On Wed, Mar 30, 2022 at 01:11:50 +0000, Tobias Hofmann (tohofman) wrote:
Hello all,
I have a system with one VM running. After some time the VM needs to be temporarily
stopped and started again. This start operation fails and from that point on any virsh
command is hanging and does not execute.
This issue is reproducible and I have already figured out that restarting libvirtd
resolves this issue. However, I’m now trying to understand why it’s getting stuck in the
first place.
I try not to get too much into detail because I think this would be more confusing than
it would actually help to understand the problem. In general, I’m wondering what approach
you should follow to debug why libvirt gets stuck.
Online I’ve read that you should run this command: `# gdb -batch -p $(pidof libvirtd) -ex
't a a bt f'`. I’ve run that command and attached the output to this mail.

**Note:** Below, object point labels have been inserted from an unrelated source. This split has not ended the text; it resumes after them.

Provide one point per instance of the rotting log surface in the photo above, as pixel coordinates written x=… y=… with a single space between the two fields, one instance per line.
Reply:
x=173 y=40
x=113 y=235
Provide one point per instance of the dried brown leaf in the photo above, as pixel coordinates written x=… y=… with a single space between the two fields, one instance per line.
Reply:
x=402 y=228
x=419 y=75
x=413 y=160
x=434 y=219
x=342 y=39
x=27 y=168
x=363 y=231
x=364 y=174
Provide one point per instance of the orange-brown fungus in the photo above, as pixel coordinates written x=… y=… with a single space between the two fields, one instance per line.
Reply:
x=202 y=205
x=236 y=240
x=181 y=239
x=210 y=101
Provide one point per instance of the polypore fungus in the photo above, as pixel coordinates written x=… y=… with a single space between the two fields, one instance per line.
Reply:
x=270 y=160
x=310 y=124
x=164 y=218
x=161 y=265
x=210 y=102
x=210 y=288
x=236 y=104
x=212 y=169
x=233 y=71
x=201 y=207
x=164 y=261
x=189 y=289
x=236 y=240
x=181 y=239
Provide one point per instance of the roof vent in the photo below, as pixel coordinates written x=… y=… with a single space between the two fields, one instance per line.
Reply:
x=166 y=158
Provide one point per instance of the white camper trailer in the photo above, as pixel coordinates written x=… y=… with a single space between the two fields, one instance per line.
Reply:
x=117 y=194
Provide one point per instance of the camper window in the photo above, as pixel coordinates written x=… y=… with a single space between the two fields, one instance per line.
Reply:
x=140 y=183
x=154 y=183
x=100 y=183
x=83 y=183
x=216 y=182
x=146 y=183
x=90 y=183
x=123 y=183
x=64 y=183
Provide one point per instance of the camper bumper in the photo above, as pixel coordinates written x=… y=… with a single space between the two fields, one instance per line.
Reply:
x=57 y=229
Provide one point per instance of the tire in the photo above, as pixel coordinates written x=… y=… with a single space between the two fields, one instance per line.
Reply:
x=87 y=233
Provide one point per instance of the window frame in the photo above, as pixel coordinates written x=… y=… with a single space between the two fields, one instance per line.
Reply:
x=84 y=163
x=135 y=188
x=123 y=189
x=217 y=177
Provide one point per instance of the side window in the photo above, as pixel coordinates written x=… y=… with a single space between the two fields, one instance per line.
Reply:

However, I have to admit that I have no idea what to do with it.
So from the backtrace:
Thread 18 (Thread 0x7f58bcf3e700 (LWP 19010)):
#0 0x00007f58c9e3a9f5 in pthread_cond_wait@(a)GLIBC_2.3.2 () from /lib64/libpthread.so.0
#1 0x00007f58ccc79e26 in virCondWait () from /lib64/libvirt.so.0
#2 0x00007f58a046f70b in qemuMonitorSend () from
/usr/lib64/libvirt/connection-driver/libvirt_driver_qemu.so
#3 0x00007f58a04811d0 in qemuMonitorJSONCommandWithFd () from
/usr/lib64/libvirt/connection-driver/libvirt_driver_qemu.so
#4 0x00007f58a0482a01 in qemuMonitorJSONSetCapabilities () from
/usr/lib64/libvirt/connection-driver/libvirt_driver_qemu.so
#5 0x00007f58a044f567 in qemuConnectMonitor () from
/usr/lib64/libvirt/connection-driver/libvirt_driver_qemu.so
#6 0x00007f58a04506f8 in qemuProcessWaitForMonitor () from
/usr/lib64/libvirt/connection-driver/libvirt_driver_qemu.so
#7 0x00007f58a0456a52 in qemuProcessLaunch () from
/usr/lib64/libvirt/connection-driver/libvirt_driver_qemu.so
#8 0x00007f58a045a4b2 in qemuProcessStart () from
/usr/lib64/libvirt/connection-driver/libvirt_driver_qemu.so
#9 0x00007f58a04bd5c6 in qemuDomainObjStart.constprop.50 () from
/usr/lib64/libvirt/connection-driver/libvirt_driver_qemu.so
#10 0x00007f58a04bdd26 in qemuDomainCreateWithFlags () from
/usr/lib64/libvirt/connection-driver/libvirt_driver_qemu.so
#11 0x00007f58cce1524c in virDomainCreate () from /lib64/libvirt.so.0
#12 0x000055e7499a3da3 in remoteDispatchDomainCreateHelper ()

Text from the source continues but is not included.